Esistono momenti dove il genitore è felice di portare il proprio figlio al cinema perché sa che non si tratta di film come Frozen o Winny the Pooh. Non sto per diventare padre o pedofilo, sto solo ipotizzando che quando avrò un figlio sarei più che lieto di portarlo al cinema se nelle sale viene proiettato un film come Capitan Mutanda. Essere sulla soglia dei 30 ed essere fieri di aver visto Captain Underpants: The First Epic Movie  (titolo originale) sono due cose completamente non relazionate tra loro.

La storia nasce originariamente da dei racconti a fumetti americani che portano lo stesso nome e narrano le vicende di due ragazzini delle elementari a cui piace scrivere fumetti. Tra le varie opere, la loro preferita è Capitan Mutanda, la storia di un buffo supereroe che veste solo in mutande (ovvio) e mantello. La parodia ai classici supereroi è palese, la mutanda portata sopra il costume e il mantello svolazzante che vengono presi come unico punto di riferimento per il protagonista in questione.

Dalla fantasia alla realtà, i due ragazzini riusciranno a ipnotizzare il direttore della loro scuola trasformandolo nel vero Capitan Mutanda. Famosi nella scuola per i loro numerosi scherzi (tra cui una tigre abbandonata in una stanza della scuola), odiati dal direttore e dal primo della classe (un gran leccaculo incapace di ridere) useranno il potere di “controllare” capitan mutanda per farsi parecchie risate e soprattutto evitare eventuali punizioni.

Dagli stessi creatori di Shrek (il primo) un film per tutti, anche se sembra solo per bambini. Battute tanto divertenti che riescono a strappare risate, sia che sia un bambino o no. Come quando i due ragazzini curiosano in casa del rettore aspettandosi chissà quali mostruosità (riflettendo il carattere burbero del proprietario) e si ritrovano un appartamento piuttosto vuoto e desolato, tanto desolato che anche l’unica scatola di cereali in cucina riporta “Not so cheerio’s” (Non così cereali/divertenti).

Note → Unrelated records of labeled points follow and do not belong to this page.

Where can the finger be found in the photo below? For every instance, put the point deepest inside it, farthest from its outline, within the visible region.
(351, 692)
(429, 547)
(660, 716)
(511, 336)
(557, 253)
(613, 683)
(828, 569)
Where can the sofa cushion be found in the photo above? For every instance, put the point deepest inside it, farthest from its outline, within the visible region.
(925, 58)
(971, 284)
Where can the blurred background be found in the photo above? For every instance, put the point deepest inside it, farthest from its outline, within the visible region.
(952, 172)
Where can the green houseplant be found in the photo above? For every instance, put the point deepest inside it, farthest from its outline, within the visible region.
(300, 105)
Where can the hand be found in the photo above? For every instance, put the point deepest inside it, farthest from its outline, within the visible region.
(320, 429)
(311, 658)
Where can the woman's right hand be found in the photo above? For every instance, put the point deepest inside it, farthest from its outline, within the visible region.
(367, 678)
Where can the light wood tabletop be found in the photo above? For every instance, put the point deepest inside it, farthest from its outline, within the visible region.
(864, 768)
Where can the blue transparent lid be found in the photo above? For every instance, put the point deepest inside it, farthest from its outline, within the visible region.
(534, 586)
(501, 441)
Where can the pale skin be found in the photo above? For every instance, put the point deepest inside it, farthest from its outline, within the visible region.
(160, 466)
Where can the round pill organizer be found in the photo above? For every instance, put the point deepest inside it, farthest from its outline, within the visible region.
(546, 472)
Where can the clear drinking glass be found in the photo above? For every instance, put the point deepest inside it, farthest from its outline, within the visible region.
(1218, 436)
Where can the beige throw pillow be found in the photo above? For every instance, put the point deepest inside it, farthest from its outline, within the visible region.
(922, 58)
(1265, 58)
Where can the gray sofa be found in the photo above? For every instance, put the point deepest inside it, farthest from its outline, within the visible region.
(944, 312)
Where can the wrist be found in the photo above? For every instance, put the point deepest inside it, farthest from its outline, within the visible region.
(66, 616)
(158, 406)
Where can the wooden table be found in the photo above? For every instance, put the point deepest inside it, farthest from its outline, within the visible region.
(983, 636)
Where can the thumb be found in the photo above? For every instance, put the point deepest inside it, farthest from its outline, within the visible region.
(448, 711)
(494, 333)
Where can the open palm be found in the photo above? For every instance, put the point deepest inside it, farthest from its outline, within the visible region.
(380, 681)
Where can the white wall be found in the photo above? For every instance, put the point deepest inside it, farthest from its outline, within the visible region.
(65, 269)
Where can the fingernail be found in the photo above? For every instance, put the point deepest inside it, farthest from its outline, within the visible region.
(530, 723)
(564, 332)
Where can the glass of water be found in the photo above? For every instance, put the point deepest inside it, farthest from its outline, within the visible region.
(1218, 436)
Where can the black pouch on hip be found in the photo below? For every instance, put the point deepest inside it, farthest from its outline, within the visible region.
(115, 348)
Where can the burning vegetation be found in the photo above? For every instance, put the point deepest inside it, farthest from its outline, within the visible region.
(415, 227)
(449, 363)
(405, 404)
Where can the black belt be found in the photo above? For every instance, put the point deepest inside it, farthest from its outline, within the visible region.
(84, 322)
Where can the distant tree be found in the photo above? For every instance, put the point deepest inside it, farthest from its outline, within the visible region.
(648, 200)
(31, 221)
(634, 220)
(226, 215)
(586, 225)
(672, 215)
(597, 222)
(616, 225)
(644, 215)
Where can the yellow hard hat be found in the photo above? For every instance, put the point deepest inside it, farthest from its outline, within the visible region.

La fantasia vola sfrenata e alle volte incontrollabile. Scene con pupazzi robot, tartarughe giganti con occhi laser, gabinetti ribelli, professori con nomi buffi e altro ancora in uno spettacolare film d’animazione per tutta la famiglia, cane compreso. Fidatevi quando vi dico che non mancherete di farvelo piacere anche se siete abituati a sangue e budella. Questo genere di umorismo non ha né età né rivali.